The FDA’s decision to give SGT-003 orphan drug designation comes a few weeks after the agency granted the experimental therapy fast track designation, which aims to speed the development of important therapies by giving the developer more frequent meetings with the FDA, among other benefits.

“Obtaining [orphan drug designation] status for SGT-003, along with Fast Track Designation granted last month, furthers our efforts to meet the ongoing challenge of treating this devastating disease as expeditiously as possible,” said Bo Cumbo, president and CEO of Solid Biosciences.

These designations “are important milestones for Solid, supporting the continued development of next-generation therapies for Duchenne,” Cumbo added.

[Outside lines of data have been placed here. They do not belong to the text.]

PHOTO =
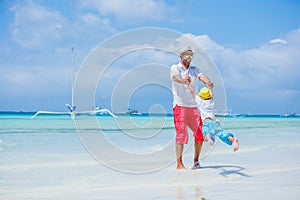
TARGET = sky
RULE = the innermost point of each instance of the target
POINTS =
(254, 44)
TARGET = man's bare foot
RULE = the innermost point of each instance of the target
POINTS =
(235, 144)
(180, 166)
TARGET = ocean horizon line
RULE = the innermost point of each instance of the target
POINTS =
(238, 115)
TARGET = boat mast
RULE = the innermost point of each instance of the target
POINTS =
(72, 77)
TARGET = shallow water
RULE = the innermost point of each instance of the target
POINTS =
(45, 158)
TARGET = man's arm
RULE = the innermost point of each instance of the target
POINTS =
(192, 90)
(206, 80)
(178, 79)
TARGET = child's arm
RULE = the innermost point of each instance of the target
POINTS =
(210, 90)
(192, 90)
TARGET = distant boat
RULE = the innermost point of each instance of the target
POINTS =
(72, 108)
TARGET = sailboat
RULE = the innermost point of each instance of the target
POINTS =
(72, 108)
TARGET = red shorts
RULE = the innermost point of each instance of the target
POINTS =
(187, 117)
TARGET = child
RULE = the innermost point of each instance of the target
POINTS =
(211, 127)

DMD is caused by mutations in the gene that provides instructions to make dystrophin, a protein that normally functions like a shock absorber in muscle cells, helping to cushion the muscles from damage during muscle contractions. DMD-causing mutations lead to virtually no functional dystrophin, and as a result muscles accumulate more wear-and-tear damage over time, leading to symptoms such as muscle loss and weakness.

SGT-003 is designed to deliver to muscle cells a gene that provides instructions to make a shortened but functional version of the dystrophin protein, known as microdystrophin. Notably, the specific version of microdystrophin encoded by the next-generation therapy includes a section that allows the protein to interact with another muscle protein, called neuronal nitric oxide synthase (nNOS), which is important for normal dystrophin function.

SGT-003 uses novel viral vector to deliver genetic payload

The treatment also uses a novel viral vector to deliver its genetic payload. The vector has a specifically designed capsid (viral shell) and was created to maximize muscle tropism, basically meaning the vector efficiently delivers genes to muscle cells but not in other cell types.

“SGT-003 therapy stands out among other Duchenne gene therapy candidates by leveraging a novel capsid and a muscle tropic vector delivering a microdystrophin that incorporates a neuronal Nitric Oxide Synthase (nNOS) binding domain,” Brooks said. “These attributes among others, have the potential to yield both more potent transduction than historical approaches, and a microdystrophin that may be able to more fully address muscle resiliency.”

Solid Biosciences had previously been developing an older DMD gene therapy, dubbed SGT-001, which like SGT-003 was designed to deliver a gene encoding a version of microdystrophin to muscle cells. Findings from a Phase 1/2 trial called IGNITE DMD (NCT03368742) suggested the older therapy led to improvements in lung and motor function for boys with DMD.